How to Get to Heaven from Belfast review: a frenzied, female-led caper that demands to be seen

How to Get to Heaven from Belfast review: a frenzied, female-led caper that demands to be seen

Lisa McGee’s latest series, how to get to heaven from belfast, takes the familiar reunion-at-a-funeral premise and detonates it into a breathless, darkly comic whodunit. Sharp plotting, combustible performances and a steady pulse of humour make this one of the year’s most entertaining TV offerings.

Three friends, one secret — and a mystery that won’t let go

The drama begins when three former schoolmates—Dara, Saoirse and Robyn—reconvene for the funeral of their absent fourth friend, Greta. What opens as a routine wake soon shades into something more sinister: inconsistencies around the body, an absence of a shared childhood mark, and a local police chief whose demeanour sets teeth on edge. The trio’s tentative curiosity escalates into an all-out investigation, propelled by old loyalties and a flashback to a youthful trauma in a woodland shack that suggests somebody has been lying for two decades.

At the heart of the series is a dynamic trio of women whose chemistry sells every beat, from bone-dry sarcasm to full-throttle panic. The narrative leans into that chemistry—friendship feels lived-in, messy and, crucially, believable. Scenes that riff on middle-aged anxieties, parenting pressures and small-town petty cruelties land with both humour and honesty, even as the mystery grows stranger and darker.

McGee’s voice: equal parts comedy and tension

Fans of McGee’s previous work will recognise the same energetic DNA: a knack for capturing the music of everyday speech, a fondness for absurdity, and a keenness to let jokes bloom from character. But this project trades straight-out comedy for a hybrid form. Murder-mystery conventions are embraced and undercut; the show wants to be a modern, messy, female-driven take on the cozy-crime template, with panic, profanity and poignancy mixed in.

Where the series truly excels is in pacing. Episodes gallop forward, packing a dense plot into tight running times without losing sight of the human stakes. The occasional breathless rush might leave viewers wishing for a pause to savour quieter moments, yet the momentum rarely feels gratuitous; every revelation advances both plot and character.

Standout turns and why this matters

Performances anchor the show. One lead supplies a sensational, scene-stealing turn that distils the programme’s tone—funny, furious and fragile in equal measure. Supporting players supply menace and mystery where needed: a steely police chief, a grieving mother who is not what she seems, and a circle of town characters who swap gossip like currency. Costume, setting and small local details give the world texture without tipping into cliché.

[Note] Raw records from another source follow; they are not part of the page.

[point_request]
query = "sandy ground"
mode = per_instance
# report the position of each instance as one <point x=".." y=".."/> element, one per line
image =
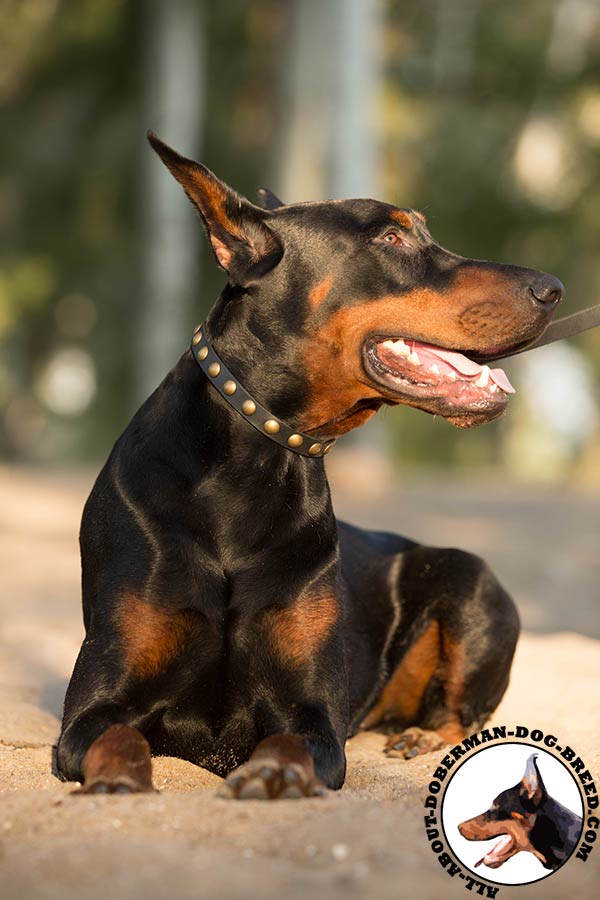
<point x="366" y="841"/>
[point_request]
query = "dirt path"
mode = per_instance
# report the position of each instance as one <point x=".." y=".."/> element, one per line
<point x="366" y="841"/>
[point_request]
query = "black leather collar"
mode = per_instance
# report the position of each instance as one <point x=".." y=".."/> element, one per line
<point x="249" y="409"/>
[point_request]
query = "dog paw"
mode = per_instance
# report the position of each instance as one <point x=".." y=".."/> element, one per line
<point x="270" y="780"/>
<point x="413" y="742"/>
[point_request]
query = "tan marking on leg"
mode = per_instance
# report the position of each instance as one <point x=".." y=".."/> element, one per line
<point x="280" y="766"/>
<point x="299" y="631"/>
<point x="453" y="672"/>
<point x="118" y="760"/>
<point x="320" y="291"/>
<point x="402" y="695"/>
<point x="152" y="637"/>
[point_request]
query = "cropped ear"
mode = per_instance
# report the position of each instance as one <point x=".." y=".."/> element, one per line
<point x="532" y="789"/>
<point x="269" y="200"/>
<point x="243" y="244"/>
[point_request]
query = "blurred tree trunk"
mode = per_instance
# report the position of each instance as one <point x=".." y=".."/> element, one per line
<point x="173" y="72"/>
<point x="453" y="49"/>
<point x="326" y="144"/>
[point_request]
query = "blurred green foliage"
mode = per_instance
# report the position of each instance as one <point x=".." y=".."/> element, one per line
<point x="453" y="113"/>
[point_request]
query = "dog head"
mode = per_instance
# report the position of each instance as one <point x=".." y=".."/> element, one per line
<point x="350" y="304"/>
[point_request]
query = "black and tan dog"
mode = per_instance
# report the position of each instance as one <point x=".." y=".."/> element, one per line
<point x="525" y="818"/>
<point x="229" y="619"/>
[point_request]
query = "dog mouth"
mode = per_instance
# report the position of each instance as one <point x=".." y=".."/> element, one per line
<point x="440" y="381"/>
<point x="499" y="854"/>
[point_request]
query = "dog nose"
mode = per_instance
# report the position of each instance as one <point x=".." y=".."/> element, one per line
<point x="547" y="290"/>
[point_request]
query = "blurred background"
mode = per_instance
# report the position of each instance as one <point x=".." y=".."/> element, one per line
<point x="483" y="115"/>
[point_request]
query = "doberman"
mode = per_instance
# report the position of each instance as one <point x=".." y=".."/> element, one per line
<point x="229" y="619"/>
<point x="528" y="819"/>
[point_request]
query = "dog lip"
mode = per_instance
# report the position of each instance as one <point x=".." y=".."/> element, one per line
<point x="462" y="390"/>
<point x="499" y="854"/>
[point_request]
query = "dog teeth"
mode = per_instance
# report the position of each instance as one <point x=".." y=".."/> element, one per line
<point x="399" y="347"/>
<point x="484" y="378"/>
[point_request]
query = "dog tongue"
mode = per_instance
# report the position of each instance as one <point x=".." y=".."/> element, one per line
<point x="466" y="366"/>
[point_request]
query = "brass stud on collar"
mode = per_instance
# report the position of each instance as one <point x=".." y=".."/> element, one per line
<point x="271" y="426"/>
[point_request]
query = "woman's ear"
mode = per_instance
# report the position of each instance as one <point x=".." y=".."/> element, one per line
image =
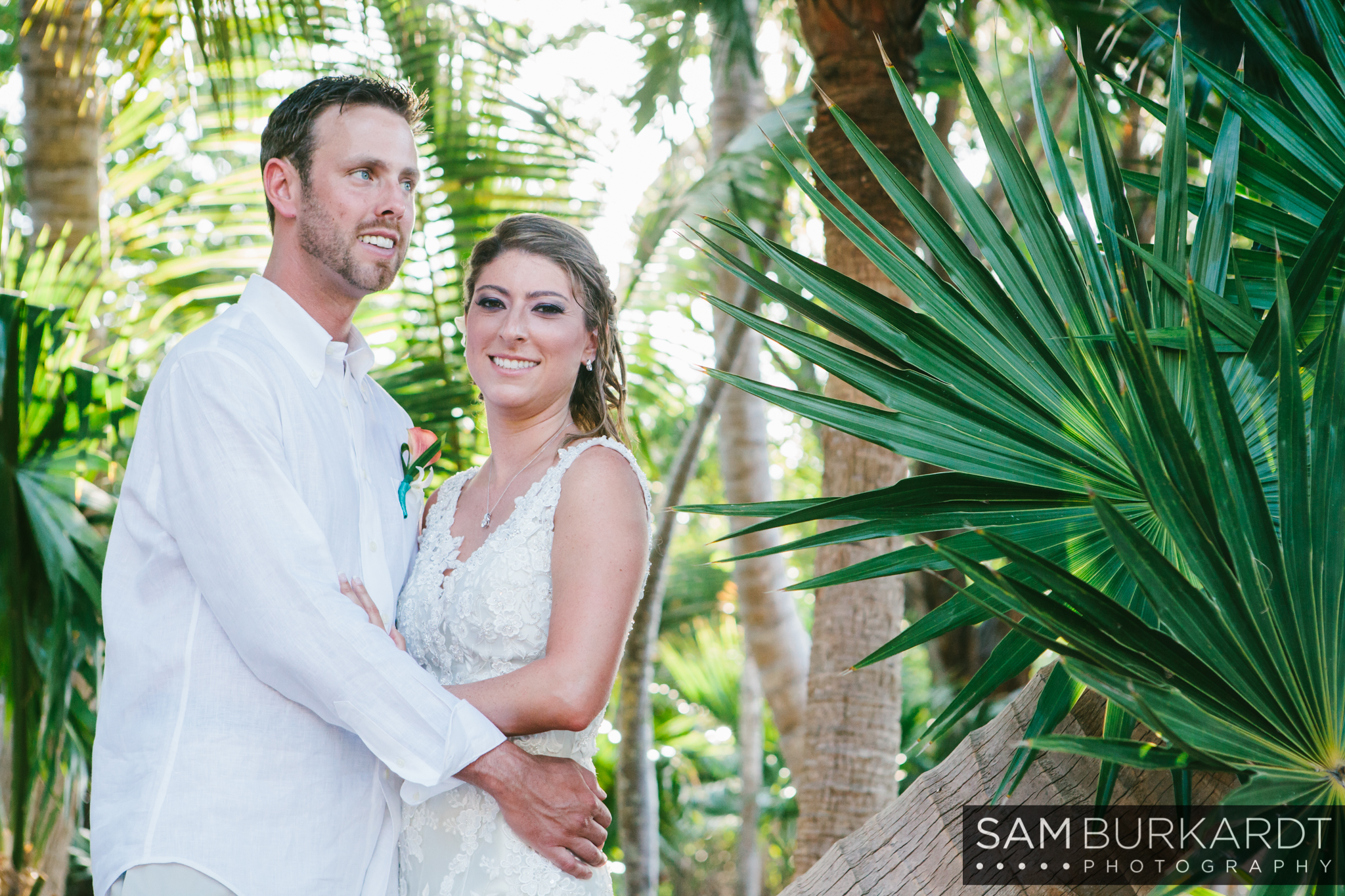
<point x="591" y="349"/>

Beyond thrills and laughs, the series matters because it reframes how stories from Northern Ireland can be told. It refuses to rely solely on historical shorthand and instead focuses on contemporary lives and relationships, even when the past intrudes. The result is a show that feels rooted in place but not trapped by it.

In short, how to get to heaven from belfast is a clever, often hilarious mystery powered by three indelible leads and a writer working at the top of her game. If you’re looking for a tight, female-led caper that balances sharp comedy with genuine suspense, this one deserves a high spot on your must-watch list.